10 KiB
JSON Archive Format Specification v1.0
Overview
A JSONL (JSON Lines) format for tracking the evolution of JSON objects over time using delta-based changes with JSON Pointer (RFC 6901) for path notation. Inspired by asciicinema v3 format.
File Structure
{header}
[event]
[event]
...
- First line: JSON header object
- Following lines: Event arrays or comments
- File extension:
.json.archive - Encoding: UTF-8
File Extension Rationale
The .json.archive extension is designed for workflows where a command line program generates the same filename.json file daily. By appending .archive to the existing filename, minimal changes are needed to existing processes.
For example, if you have a daily process that generates data.json, the archive becomes data.json.archive. This makes shell pipeline operations intuitive:
json-archive concat data.json.archive data.json --remove-source-files
This command clearly shows that json-archive is moving the contents of data.json into the archive, making the operation self-documenting and requiring minimal changes to existing workflows.
Header Format
{
"version": 1,
"created": "ISO-8601 timestamp",
"source": "optional source identifier",
"initial": { ... initial object state ... },
"metadata": { ... optional metadata ... }
}
Required fields:
version: Format version (currently 1)created: ISO-8601 timestamp of archive creationinitial: Complete initial state of the tracked object
Event Types
Each event is a JSON array with the event type as the first element.
1. Observe Event
Marks the beginning of an observation with a count of following changes.
["observe", observationId, timestamp, changeCount]
observationId: Unique string identifier (can be any string: UUID, timestamp, sequential ID, etc.)timestamp: ISO-8601 timestampchangeCount: Number of add/change/remove/move events that follow
2. Add Event
Adds a new field to the object.
["add", path, value, observationId]
path: JSON Pointer path to the fieldvalue: Any JSON valueobservationId: String referencing the preceding observe event
3. Change Event
Modifies an existing field value.
["change", path, newValue, observationId]
path: JSON Pointer path to the fieldnewValue: New valueobservationId: String referencing the preceding observe event
4. Remove Event
Removes a field from the object.
["remove", path, observationId]
path: JSON Pointer path to the fieldobservationId: String referencing the preceding observe event
5. Move Event
Reorders existing elements within an array. Moves are applied sequentially.
["move", path, [[fromIndex, toIndex], ...], observationId]
path: JSON Pointer path to the array[[fromIndex, toIndex], ...]: List of move operations applied in orderobservationId: String referencing the preceding observe event
Important implementation detail: Each move operation should:
- First, insert a copy of the element at
fromIndexinto positiontoIndex - Then, remove the original element from its position (accounting for any shift caused by the insertion)

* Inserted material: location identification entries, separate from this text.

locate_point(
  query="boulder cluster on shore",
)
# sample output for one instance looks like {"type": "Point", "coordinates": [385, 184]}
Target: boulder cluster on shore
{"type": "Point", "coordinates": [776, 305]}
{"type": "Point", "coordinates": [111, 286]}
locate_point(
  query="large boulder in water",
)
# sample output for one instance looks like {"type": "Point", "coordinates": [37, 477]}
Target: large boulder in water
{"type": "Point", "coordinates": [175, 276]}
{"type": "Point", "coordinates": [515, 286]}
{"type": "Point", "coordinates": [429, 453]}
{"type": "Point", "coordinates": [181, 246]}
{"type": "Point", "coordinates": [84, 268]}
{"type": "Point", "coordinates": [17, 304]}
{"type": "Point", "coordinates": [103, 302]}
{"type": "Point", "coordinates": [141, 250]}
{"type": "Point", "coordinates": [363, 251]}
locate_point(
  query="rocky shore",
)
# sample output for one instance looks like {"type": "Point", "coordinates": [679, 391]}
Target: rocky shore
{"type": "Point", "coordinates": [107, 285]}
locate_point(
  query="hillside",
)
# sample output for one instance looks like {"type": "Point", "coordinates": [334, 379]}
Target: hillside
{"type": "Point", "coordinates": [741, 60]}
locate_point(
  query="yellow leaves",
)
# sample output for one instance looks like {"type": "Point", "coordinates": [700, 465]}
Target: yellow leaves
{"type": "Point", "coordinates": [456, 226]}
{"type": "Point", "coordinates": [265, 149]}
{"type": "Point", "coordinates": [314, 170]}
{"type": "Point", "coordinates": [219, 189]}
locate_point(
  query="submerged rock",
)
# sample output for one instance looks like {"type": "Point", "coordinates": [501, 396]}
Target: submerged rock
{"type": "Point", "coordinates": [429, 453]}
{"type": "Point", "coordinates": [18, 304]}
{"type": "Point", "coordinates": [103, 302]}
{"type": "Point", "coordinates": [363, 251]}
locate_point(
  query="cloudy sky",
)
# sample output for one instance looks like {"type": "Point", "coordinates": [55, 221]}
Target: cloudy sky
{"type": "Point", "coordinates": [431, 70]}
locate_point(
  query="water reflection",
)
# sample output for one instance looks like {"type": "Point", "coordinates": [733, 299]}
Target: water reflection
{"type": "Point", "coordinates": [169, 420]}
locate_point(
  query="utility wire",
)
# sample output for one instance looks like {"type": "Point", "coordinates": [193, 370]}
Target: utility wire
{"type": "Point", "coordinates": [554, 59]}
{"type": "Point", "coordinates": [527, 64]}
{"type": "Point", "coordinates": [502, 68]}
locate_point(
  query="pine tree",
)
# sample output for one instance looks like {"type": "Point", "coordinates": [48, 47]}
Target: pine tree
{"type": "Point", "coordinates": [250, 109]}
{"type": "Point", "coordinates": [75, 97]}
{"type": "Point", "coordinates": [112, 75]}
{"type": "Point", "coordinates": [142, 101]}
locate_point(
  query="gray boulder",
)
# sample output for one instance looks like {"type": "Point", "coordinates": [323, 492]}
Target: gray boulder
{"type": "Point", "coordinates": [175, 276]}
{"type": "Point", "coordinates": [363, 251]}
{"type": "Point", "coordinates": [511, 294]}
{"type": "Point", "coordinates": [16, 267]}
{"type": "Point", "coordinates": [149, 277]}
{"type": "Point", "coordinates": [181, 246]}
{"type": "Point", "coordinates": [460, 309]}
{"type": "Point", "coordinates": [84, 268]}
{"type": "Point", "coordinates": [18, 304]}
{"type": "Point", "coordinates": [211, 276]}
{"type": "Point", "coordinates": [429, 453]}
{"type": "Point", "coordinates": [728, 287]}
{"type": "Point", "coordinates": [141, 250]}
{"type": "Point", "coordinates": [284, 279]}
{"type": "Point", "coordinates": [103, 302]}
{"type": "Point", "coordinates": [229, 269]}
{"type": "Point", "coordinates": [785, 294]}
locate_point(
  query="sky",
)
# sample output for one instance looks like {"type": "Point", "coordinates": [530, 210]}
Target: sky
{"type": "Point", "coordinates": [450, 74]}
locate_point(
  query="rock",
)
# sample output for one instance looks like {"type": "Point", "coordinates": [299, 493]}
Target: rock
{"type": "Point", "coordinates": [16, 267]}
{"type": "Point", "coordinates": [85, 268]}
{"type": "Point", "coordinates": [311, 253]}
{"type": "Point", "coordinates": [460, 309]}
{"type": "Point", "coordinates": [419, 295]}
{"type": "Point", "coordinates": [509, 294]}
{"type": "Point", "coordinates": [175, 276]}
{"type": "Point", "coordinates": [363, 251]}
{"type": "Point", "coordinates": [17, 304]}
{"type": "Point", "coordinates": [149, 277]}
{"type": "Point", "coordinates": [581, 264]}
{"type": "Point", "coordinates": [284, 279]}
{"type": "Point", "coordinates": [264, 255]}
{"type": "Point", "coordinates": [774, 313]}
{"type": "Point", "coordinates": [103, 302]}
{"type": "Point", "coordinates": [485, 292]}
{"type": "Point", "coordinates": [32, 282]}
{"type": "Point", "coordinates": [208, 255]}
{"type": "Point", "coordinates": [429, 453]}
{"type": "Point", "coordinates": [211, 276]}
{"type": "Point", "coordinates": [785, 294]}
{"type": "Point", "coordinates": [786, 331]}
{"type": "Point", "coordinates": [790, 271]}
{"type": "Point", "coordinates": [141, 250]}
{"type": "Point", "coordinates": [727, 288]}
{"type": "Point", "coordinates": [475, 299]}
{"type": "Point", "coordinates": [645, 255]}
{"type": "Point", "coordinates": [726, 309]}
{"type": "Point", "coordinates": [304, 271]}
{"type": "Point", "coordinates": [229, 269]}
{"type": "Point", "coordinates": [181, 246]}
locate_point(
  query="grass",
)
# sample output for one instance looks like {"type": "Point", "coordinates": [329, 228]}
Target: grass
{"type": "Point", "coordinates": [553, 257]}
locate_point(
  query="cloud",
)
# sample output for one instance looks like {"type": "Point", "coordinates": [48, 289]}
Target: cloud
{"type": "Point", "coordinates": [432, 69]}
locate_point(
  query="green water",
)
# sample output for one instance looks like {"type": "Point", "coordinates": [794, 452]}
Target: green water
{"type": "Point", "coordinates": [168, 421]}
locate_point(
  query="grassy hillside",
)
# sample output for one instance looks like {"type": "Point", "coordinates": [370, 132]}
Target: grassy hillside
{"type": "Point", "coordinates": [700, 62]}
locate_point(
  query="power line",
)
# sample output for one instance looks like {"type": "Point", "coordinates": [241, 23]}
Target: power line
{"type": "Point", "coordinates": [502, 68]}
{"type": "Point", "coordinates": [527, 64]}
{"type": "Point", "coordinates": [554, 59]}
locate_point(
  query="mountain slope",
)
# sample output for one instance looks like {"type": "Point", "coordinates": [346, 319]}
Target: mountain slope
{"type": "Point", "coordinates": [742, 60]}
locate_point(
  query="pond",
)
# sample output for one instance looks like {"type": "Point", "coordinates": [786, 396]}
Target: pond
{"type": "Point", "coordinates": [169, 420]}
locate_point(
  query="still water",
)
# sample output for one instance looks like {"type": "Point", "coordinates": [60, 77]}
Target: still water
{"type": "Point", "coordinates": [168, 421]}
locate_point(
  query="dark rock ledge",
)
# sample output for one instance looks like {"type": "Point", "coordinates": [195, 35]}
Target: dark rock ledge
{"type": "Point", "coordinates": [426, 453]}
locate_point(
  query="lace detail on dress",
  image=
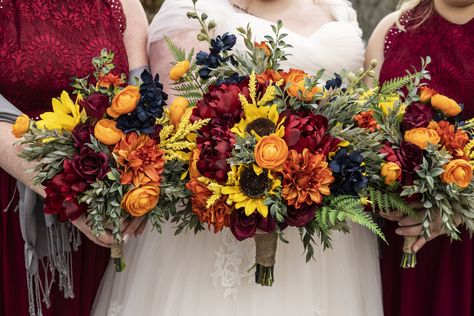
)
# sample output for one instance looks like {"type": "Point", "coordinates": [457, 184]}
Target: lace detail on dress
{"type": "Point", "coordinates": [395, 31]}
{"type": "Point", "coordinates": [233, 260]}
{"type": "Point", "coordinates": [117, 12]}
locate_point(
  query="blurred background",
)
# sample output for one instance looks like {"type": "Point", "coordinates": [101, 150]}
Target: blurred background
{"type": "Point", "coordinates": [370, 11]}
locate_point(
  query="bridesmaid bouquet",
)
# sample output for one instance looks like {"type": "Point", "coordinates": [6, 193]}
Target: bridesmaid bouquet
{"type": "Point", "coordinates": [98, 152]}
{"type": "Point", "coordinates": [428, 153]}
{"type": "Point", "coordinates": [272, 152]}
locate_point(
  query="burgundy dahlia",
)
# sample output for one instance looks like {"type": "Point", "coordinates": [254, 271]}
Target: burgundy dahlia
{"type": "Point", "coordinates": [308, 130]}
{"type": "Point", "coordinates": [215, 144]}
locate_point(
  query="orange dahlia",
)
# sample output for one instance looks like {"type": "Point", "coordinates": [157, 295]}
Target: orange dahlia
{"type": "Point", "coordinates": [367, 120]}
{"type": "Point", "coordinates": [453, 141]}
{"type": "Point", "coordinates": [306, 178]}
{"type": "Point", "coordinates": [218, 215]}
{"type": "Point", "coordinates": [140, 160]}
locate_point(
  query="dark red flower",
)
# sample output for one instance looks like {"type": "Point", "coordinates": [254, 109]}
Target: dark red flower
{"type": "Point", "coordinates": [96, 104]}
{"type": "Point", "coordinates": [299, 217]}
{"type": "Point", "coordinates": [61, 194]}
{"type": "Point", "coordinates": [417, 115]}
{"type": "Point", "coordinates": [90, 165]}
{"type": "Point", "coordinates": [81, 134]}
{"type": "Point", "coordinates": [308, 130]}
{"type": "Point", "coordinates": [222, 101]}
{"type": "Point", "coordinates": [243, 226]}
{"type": "Point", "coordinates": [215, 144]}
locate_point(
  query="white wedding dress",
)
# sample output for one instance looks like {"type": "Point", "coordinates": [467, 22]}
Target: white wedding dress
{"type": "Point", "coordinates": [206, 274]}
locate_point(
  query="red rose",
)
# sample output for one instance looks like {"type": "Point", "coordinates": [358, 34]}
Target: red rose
{"type": "Point", "coordinates": [61, 194]}
{"type": "Point", "coordinates": [96, 104]}
{"type": "Point", "coordinates": [243, 226]}
{"type": "Point", "coordinates": [222, 101]}
{"type": "Point", "coordinates": [90, 165]}
{"type": "Point", "coordinates": [307, 130]}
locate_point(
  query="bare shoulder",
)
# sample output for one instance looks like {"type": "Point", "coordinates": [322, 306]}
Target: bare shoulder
{"type": "Point", "coordinates": [376, 44]}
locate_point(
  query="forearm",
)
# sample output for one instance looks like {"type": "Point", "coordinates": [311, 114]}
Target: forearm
{"type": "Point", "coordinates": [11, 163]}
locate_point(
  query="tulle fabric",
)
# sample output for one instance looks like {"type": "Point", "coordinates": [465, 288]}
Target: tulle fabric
{"type": "Point", "coordinates": [207, 274]}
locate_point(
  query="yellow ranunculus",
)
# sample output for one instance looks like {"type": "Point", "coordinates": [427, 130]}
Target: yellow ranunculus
{"type": "Point", "coordinates": [458, 171]}
{"type": "Point", "coordinates": [391, 172]}
{"type": "Point", "coordinates": [179, 70]}
{"type": "Point", "coordinates": [422, 137]}
{"type": "Point", "coordinates": [271, 152]}
{"type": "Point", "coordinates": [21, 126]}
{"type": "Point", "coordinates": [446, 105]}
{"type": "Point", "coordinates": [124, 102]}
{"type": "Point", "coordinates": [107, 132]}
{"type": "Point", "coordinates": [177, 109]}
{"type": "Point", "coordinates": [137, 202]}
{"type": "Point", "coordinates": [66, 114]}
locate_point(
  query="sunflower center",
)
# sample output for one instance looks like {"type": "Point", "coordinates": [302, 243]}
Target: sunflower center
{"type": "Point", "coordinates": [261, 126]}
{"type": "Point", "coordinates": [254, 185]}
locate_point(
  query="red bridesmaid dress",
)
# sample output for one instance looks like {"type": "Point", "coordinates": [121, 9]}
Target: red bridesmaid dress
{"type": "Point", "coordinates": [43, 43]}
{"type": "Point", "coordinates": [442, 284]}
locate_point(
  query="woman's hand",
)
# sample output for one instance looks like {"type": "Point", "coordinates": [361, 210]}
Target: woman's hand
{"type": "Point", "coordinates": [413, 226]}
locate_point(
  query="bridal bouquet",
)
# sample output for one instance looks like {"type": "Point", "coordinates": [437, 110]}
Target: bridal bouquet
{"type": "Point", "coordinates": [428, 153]}
{"type": "Point", "coordinates": [98, 152]}
{"type": "Point", "coordinates": [272, 151]}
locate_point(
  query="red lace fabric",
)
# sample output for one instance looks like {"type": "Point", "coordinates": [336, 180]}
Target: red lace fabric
{"type": "Point", "coordinates": [43, 43]}
{"type": "Point", "coordinates": [443, 282]}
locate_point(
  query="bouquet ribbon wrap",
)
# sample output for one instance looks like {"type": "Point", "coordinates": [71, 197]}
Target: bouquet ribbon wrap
{"type": "Point", "coordinates": [48, 242]}
{"type": "Point", "coordinates": [265, 252]}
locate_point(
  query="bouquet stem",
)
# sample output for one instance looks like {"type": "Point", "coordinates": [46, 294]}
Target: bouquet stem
{"type": "Point", "coordinates": [409, 257]}
{"type": "Point", "coordinates": [116, 253]}
{"type": "Point", "coordinates": [266, 246]}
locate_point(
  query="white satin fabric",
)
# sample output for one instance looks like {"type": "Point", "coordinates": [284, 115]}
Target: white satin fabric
{"type": "Point", "coordinates": [206, 274]}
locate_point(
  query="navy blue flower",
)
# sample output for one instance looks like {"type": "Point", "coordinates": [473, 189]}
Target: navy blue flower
{"type": "Point", "coordinates": [334, 83]}
{"type": "Point", "coordinates": [149, 108]}
{"type": "Point", "coordinates": [349, 171]}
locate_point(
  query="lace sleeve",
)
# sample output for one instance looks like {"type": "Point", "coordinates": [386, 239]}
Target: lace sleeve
{"type": "Point", "coordinates": [118, 14]}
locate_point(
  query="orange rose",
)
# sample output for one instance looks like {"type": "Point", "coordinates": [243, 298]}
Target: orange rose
{"type": "Point", "coordinates": [105, 81]}
{"type": "Point", "coordinates": [296, 78]}
{"type": "Point", "coordinates": [21, 126]}
{"type": "Point", "coordinates": [177, 110]}
{"type": "Point", "coordinates": [426, 94]}
{"type": "Point", "coordinates": [269, 75]}
{"type": "Point", "coordinates": [124, 102]}
{"type": "Point", "coordinates": [422, 137]}
{"type": "Point", "coordinates": [391, 172]}
{"type": "Point", "coordinates": [263, 46]}
{"type": "Point", "coordinates": [137, 202]}
{"type": "Point", "coordinates": [458, 171]}
{"type": "Point", "coordinates": [107, 133]}
{"type": "Point", "coordinates": [179, 70]}
{"type": "Point", "coordinates": [271, 152]}
{"type": "Point", "coordinates": [193, 170]}
{"type": "Point", "coordinates": [446, 105]}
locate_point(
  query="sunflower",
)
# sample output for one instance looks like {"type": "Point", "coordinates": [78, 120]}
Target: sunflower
{"type": "Point", "coordinates": [247, 189]}
{"type": "Point", "coordinates": [259, 119]}
{"type": "Point", "coordinates": [66, 114]}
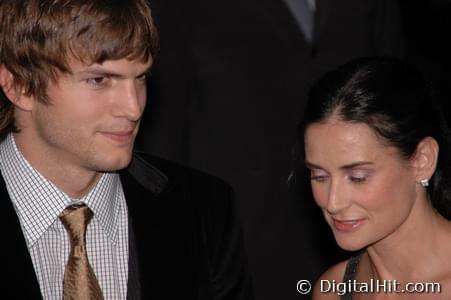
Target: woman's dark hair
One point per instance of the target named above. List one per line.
(392, 98)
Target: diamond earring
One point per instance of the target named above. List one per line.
(424, 182)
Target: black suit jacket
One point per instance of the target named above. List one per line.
(228, 89)
(185, 242)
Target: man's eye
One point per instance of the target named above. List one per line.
(97, 81)
(320, 178)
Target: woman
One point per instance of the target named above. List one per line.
(377, 149)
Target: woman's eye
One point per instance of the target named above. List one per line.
(357, 179)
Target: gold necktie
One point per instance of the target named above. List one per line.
(80, 282)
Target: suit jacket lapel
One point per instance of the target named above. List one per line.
(323, 10)
(21, 280)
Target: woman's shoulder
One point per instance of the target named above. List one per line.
(332, 276)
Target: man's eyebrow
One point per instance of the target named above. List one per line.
(107, 73)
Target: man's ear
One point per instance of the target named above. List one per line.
(425, 159)
(13, 91)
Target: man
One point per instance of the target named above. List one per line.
(73, 76)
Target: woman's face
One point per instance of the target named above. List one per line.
(365, 189)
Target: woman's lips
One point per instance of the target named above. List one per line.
(348, 225)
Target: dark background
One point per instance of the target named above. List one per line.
(426, 28)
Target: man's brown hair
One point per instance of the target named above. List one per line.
(38, 38)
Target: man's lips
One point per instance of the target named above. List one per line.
(348, 225)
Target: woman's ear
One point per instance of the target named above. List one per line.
(14, 92)
(425, 159)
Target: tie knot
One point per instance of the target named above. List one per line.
(75, 219)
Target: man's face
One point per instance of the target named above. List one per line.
(93, 116)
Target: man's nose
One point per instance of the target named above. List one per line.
(338, 198)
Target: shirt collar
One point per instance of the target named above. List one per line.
(38, 202)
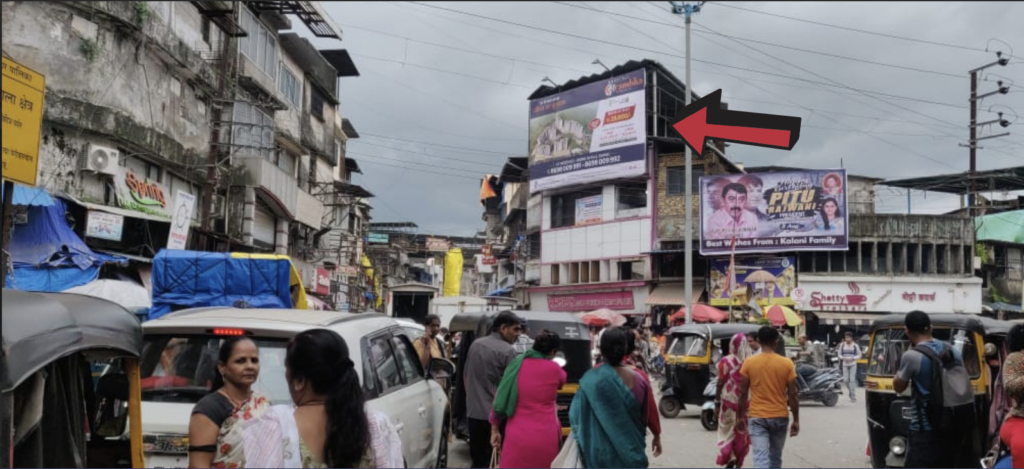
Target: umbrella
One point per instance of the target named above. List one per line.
(781, 315)
(701, 313)
(603, 316)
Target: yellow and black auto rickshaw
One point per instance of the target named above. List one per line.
(889, 414)
(690, 365)
(576, 351)
(55, 414)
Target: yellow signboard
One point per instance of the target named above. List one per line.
(23, 121)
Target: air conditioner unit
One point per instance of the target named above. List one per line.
(100, 160)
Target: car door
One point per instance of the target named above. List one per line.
(419, 391)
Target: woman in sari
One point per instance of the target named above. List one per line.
(733, 438)
(608, 413)
(215, 430)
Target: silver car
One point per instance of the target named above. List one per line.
(180, 354)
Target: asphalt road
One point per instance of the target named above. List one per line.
(829, 437)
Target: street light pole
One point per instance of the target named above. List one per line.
(687, 11)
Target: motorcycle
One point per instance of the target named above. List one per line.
(823, 385)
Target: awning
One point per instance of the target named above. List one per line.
(847, 318)
(674, 294)
(117, 211)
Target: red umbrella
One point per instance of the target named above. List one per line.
(701, 313)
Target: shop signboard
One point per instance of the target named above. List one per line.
(774, 212)
(590, 133)
(102, 225)
(771, 278)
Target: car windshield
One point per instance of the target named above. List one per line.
(891, 343)
(181, 369)
(689, 345)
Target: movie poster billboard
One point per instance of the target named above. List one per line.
(595, 132)
(771, 279)
(772, 212)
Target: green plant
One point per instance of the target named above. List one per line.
(90, 49)
(141, 12)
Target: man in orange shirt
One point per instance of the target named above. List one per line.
(771, 381)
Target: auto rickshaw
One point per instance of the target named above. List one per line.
(53, 414)
(576, 348)
(889, 414)
(690, 365)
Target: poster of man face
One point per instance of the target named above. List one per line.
(772, 212)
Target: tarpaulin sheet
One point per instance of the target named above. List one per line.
(186, 280)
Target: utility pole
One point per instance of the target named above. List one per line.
(687, 11)
(973, 143)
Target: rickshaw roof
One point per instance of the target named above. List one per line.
(40, 328)
(717, 331)
(970, 322)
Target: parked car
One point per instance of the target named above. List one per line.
(180, 354)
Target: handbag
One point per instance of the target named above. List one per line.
(569, 456)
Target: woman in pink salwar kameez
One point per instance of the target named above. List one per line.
(532, 432)
(733, 437)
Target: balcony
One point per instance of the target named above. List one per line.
(915, 228)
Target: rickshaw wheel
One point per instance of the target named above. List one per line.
(709, 421)
(669, 407)
(830, 399)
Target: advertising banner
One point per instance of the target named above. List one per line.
(589, 210)
(595, 132)
(184, 204)
(773, 212)
(104, 225)
(772, 280)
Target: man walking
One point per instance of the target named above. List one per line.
(934, 442)
(485, 364)
(771, 381)
(849, 351)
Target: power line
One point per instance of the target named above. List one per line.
(885, 35)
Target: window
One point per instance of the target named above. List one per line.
(409, 363)
(290, 86)
(632, 197)
(316, 103)
(677, 179)
(383, 359)
(253, 131)
(260, 45)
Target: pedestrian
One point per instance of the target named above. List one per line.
(770, 380)
(215, 427)
(485, 364)
(937, 431)
(850, 351)
(752, 341)
(608, 415)
(525, 402)
(733, 436)
(1013, 381)
(333, 425)
(429, 344)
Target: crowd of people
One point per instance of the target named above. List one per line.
(512, 401)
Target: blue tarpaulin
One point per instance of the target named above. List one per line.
(187, 279)
(48, 256)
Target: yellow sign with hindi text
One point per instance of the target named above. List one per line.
(23, 122)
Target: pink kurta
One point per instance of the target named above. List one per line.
(532, 435)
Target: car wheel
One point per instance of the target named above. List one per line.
(669, 407)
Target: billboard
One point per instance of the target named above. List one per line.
(595, 132)
(772, 212)
(772, 280)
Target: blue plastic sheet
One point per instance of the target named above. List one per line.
(186, 280)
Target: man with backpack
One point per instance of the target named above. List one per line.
(942, 411)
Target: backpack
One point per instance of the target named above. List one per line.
(951, 400)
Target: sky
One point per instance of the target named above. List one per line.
(441, 96)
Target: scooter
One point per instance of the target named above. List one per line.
(708, 418)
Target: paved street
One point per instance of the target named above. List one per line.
(829, 437)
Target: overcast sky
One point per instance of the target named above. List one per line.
(441, 99)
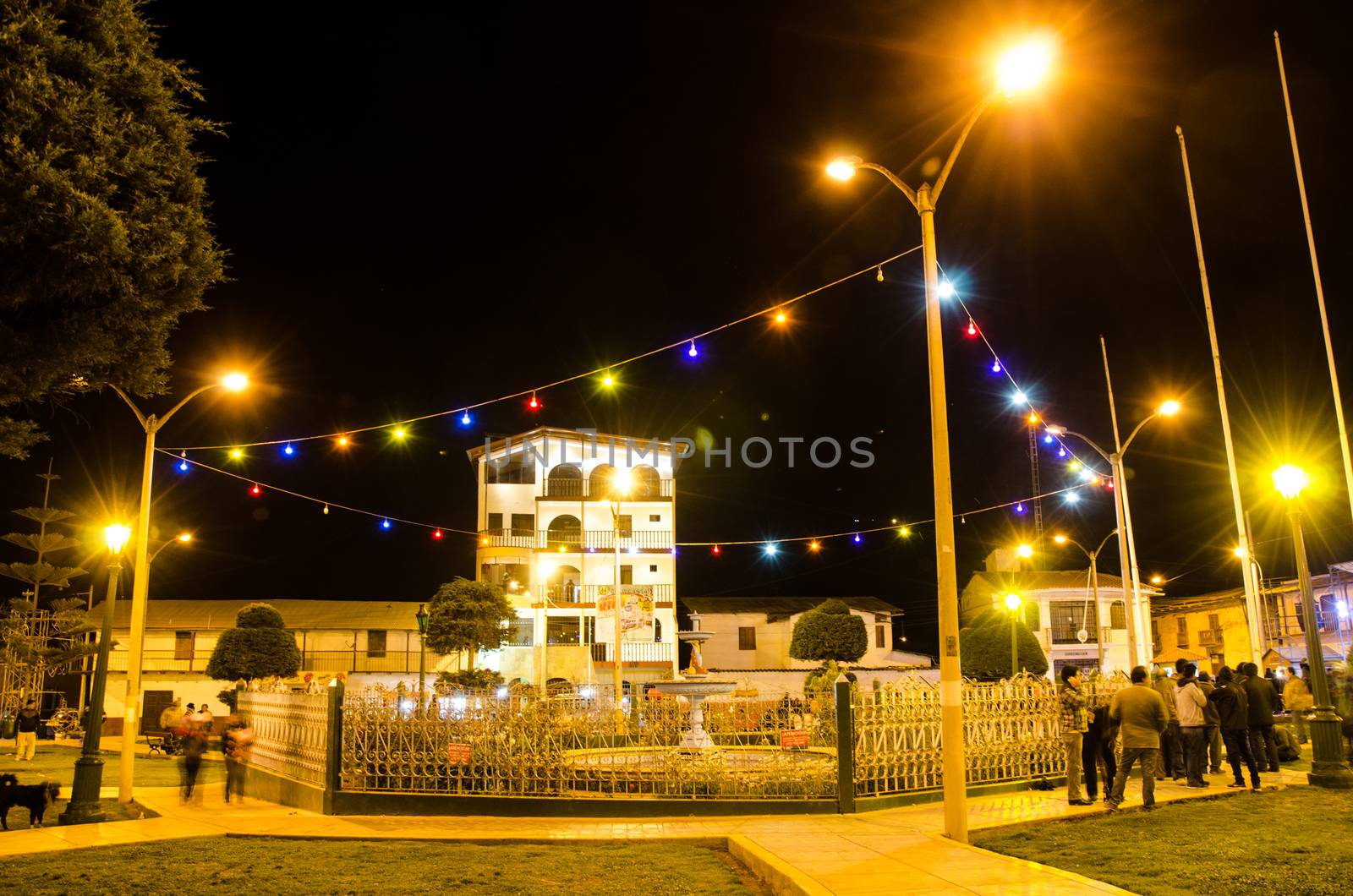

This approach prevents index calculation errors. When fromIndex > toIndex, the removal happens at fromIndex + 1. When fromIndex < toIndex, the removal happens at fromIndex.
Example: Given array [A, B, C, D]:
["move", "/items", [[3, 1]], "obs-001"]
Step 1: Insert D at index 1 → [A, D, B, C, D] Step 2: Remove from index 4 → [A, D, B, C]
For multiple moves on [A, B, C]:
["move", "/items", [[2, 0], [2, 1]], "obs-001"]
First move: Insert C at 0 → [C, A, B, C], remove from 3 → [C, A, B] Second move: Insert B at 1 → [C, B, A, B], remove from 3 → [C, B, A]
Note: Use add events for new elements, not move. Move is strictly for reordering existing elements.
6. Snapshot Event
Stores complete object state for faster seeking and append performance.
["snapshot", observationId, timestamp, object]
observationId: Unique string identifier for this snapshottimestamp: ISO-8601 timestampobject: Complete object state at this point
Snapshot events are interchangeable with observe+delta sequences: you can rewrite ["observe", observatinID, timestamp, N] followed by N delta events into a single [ "snapshot", observationID, timestamp, object], and vice versa.
Implementation Reality: The current tool naively appends snapshots without removing equivalent observe+delta sequences. Yhis is lazy programming for implementation ease. Better tools should replace the delta sequence with the snapshot, not duplicate the information.
The snapshot placement strategy is about append performance optimization.
- Append requires replay: To append a new observation, you must know the current state. The tool seeks backward from EOF to find the most recent snapshot, then replays forward from there. Placing snapshots near the end of large archives minimizes this replay cost.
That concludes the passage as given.